Artikel 306 (Toestemming rechtbank plaatsing minderjarige buiten Nederland)
1. Zonder toestemming van de rechtbank mag een gecertificeerde instelling als bedoeld in artikel 1.1 van de Jeugdwet een hem toevertrouwde minderjarige niet buiten Nederland plaatsen.
2. De rechter verleent deze toestemming slechts, indien hij de plaatsing voor de minderjarige wenselijk acht.
Details
[Wijziging(en) op nader te bepalen datum(s); laatste bekendgemaakt in 2014. Zie het overzicht van wijzigingen]
Uitleg in duidelijke taal
1. Zonder toestemming van de rechtbank mag een gecertificeerde instelling als bedoeld in artikel 1.1 van de Jeugdwet een hem toevertrouwde minderjarige niet buiten Nederland plaatsen.
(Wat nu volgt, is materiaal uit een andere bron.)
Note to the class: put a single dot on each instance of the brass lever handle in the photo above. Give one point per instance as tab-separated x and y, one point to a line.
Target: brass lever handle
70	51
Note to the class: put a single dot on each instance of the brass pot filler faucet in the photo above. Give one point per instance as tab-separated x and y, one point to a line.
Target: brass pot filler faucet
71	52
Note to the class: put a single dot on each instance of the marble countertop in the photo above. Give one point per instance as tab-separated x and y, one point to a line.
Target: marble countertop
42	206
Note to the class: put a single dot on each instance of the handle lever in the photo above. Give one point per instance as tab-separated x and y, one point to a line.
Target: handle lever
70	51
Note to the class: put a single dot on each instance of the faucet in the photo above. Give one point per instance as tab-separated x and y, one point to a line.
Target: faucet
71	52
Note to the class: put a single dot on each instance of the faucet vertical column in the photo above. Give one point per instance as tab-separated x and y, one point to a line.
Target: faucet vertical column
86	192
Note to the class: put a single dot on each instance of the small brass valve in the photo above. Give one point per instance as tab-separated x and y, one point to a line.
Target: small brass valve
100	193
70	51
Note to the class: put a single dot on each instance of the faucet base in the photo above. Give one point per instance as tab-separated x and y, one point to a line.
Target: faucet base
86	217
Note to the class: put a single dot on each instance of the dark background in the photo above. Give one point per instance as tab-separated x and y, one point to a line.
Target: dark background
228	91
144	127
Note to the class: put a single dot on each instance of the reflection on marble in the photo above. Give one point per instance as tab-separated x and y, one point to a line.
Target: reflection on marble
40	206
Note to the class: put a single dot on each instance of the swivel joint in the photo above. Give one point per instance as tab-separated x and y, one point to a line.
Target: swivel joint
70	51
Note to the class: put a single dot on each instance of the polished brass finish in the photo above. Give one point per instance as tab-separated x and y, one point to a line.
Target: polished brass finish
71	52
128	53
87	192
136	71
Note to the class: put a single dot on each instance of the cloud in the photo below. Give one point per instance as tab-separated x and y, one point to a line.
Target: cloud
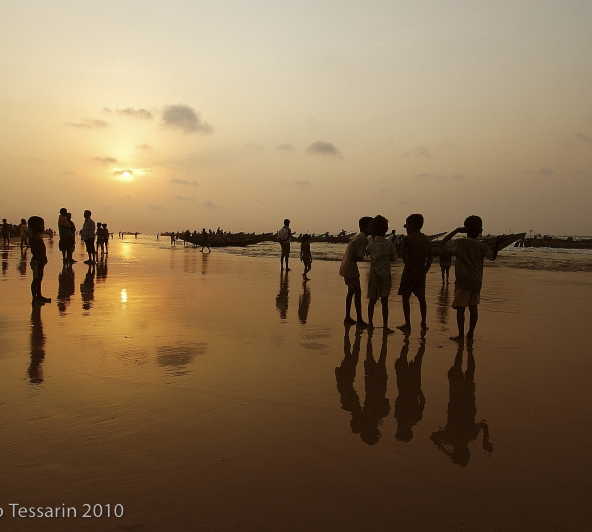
130	112
254	147
184	118
88	124
105	160
441	177
321	147
177	181
419	151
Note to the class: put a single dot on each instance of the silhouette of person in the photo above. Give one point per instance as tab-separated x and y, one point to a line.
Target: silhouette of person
204	263
376	404
461	429
4	262
22	265
443	304
345	375
35	369
304	303
65	287
281	300
410	402
102	269
87	288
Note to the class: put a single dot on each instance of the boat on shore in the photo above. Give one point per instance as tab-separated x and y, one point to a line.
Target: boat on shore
554	242
503	241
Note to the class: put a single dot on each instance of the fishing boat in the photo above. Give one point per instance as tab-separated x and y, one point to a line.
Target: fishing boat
556	243
503	241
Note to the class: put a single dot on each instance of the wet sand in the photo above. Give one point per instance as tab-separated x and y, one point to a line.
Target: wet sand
200	392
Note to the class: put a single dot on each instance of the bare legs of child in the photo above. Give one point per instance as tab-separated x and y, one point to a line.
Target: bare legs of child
460	320
384	303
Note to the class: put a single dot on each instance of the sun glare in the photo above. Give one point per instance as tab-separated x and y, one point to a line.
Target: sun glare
126	176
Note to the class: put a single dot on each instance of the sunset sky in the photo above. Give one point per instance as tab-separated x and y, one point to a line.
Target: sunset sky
174	115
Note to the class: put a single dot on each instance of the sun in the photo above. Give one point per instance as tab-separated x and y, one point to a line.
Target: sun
126	176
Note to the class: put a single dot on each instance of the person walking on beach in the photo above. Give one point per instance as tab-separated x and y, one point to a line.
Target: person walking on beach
416	250
71	239
38	259
305	255
382	252
469	253
106	238
5	232
283	236
24	234
88	236
354	252
445	263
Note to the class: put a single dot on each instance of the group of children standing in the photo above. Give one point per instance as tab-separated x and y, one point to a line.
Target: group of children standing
415	250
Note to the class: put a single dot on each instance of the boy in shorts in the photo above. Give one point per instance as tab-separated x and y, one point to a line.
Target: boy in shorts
39	258
351	275
382	252
416	250
469	253
305	255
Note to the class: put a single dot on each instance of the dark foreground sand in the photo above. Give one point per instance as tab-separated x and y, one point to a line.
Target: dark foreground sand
171	384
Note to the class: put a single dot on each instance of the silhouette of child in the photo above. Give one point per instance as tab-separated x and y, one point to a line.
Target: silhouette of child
354	252
416	250
469	253
305	255
38	259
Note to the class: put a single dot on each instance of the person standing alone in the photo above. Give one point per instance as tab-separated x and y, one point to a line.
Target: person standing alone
283	236
88	235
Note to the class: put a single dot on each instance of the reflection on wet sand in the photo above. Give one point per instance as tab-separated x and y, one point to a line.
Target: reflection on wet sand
304	303
87	288
35	370
461	429
376	405
281	300
177	358
66	287
410	402
443	304
345	375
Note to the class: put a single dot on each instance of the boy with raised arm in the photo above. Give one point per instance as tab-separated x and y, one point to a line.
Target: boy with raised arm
354	252
283	236
416	251
38	259
382	252
469	253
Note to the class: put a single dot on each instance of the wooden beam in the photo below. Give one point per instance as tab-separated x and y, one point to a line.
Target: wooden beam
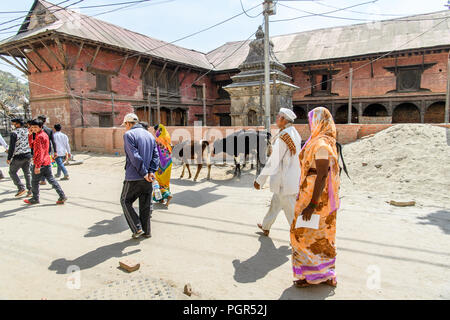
20	63
146	67
162	70
134	66
18	68
123	63
52	54
40	57
29	59
94	56
185	75
174	73
61	52
78	55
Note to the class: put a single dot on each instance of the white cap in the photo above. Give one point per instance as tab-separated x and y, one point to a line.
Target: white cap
288	114
130	117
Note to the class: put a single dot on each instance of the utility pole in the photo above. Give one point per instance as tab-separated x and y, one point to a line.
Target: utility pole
112	109
158	105
82	112
350	97
204	104
447	100
269	9
149	108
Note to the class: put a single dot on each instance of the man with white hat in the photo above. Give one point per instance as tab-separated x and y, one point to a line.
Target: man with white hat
142	161
283	167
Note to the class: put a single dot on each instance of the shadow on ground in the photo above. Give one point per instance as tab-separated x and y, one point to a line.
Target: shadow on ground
113	226
440	218
265	260
195	199
317	292
95	257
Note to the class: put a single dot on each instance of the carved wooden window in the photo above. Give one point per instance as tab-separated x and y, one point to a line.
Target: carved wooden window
105	120
199	92
174	83
252	118
321	81
408	78
102	82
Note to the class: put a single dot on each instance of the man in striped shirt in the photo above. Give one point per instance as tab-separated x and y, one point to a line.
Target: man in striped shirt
63	147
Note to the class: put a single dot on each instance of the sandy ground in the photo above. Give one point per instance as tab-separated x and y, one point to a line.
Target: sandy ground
208	237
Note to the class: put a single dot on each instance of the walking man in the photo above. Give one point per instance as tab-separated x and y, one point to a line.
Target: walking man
142	160
63	147
283	167
19	157
52	144
42	164
4	145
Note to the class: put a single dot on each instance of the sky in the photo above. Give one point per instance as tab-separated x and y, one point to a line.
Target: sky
169	20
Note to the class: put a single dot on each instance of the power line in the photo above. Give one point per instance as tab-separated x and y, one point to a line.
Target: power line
128	4
246	11
325	15
75	97
360	12
28	19
193	34
21	17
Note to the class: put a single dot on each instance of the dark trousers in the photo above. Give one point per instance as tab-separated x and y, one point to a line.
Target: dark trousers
46	174
133	190
14	167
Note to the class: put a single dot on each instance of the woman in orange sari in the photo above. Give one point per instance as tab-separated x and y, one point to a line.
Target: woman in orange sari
314	250
165	162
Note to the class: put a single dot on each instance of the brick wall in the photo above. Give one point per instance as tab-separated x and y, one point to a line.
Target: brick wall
110	140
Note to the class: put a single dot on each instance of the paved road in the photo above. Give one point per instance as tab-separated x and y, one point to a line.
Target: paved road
208	238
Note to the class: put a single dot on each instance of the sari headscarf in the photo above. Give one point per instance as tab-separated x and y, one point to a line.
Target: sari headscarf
165	159
314	250
323	135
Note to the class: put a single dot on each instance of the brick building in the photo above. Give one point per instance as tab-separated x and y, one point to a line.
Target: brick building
86	72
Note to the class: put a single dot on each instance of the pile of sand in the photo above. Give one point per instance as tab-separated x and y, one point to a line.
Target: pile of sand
405	162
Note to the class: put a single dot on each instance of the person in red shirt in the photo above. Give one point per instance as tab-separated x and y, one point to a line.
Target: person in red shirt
42	164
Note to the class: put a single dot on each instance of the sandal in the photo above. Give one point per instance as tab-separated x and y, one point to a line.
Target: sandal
331	283
266	232
301	284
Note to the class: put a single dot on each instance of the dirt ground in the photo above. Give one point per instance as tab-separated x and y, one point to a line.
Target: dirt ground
208	238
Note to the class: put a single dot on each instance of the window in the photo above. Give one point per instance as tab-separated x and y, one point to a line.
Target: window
199	92
324	83
321	81
105	120
102	82
252	118
224	119
408	77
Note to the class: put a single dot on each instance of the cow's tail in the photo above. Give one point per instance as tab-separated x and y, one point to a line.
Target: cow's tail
341	155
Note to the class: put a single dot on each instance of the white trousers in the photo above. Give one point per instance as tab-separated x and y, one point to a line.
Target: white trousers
279	202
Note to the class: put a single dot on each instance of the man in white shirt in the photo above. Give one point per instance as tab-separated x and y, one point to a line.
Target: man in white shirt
63	149
4	145
283	167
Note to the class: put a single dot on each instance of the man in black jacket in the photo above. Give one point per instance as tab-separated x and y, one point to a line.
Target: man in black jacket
19	156
52	144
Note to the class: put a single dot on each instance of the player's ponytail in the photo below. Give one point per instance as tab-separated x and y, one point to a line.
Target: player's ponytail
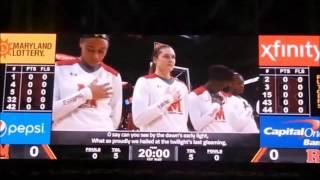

Dit betekent dat een gecertificeerde instelling als bedoeld in artikel 1.1 van de Jeugdwet een hem toevertrouwde minderjarige niet buiten Nederland mag plaatsen zonder toestemming van de rechtbank.
2. De rechter verleent deze toestemming slechts, indien hij de plaatsing voor de minderjarige wenselijk acht.
Dit houdt in dat de rechter deze toestemming slechts verleent, indien hij de plaatsing voor de minderjarige wenselijk acht.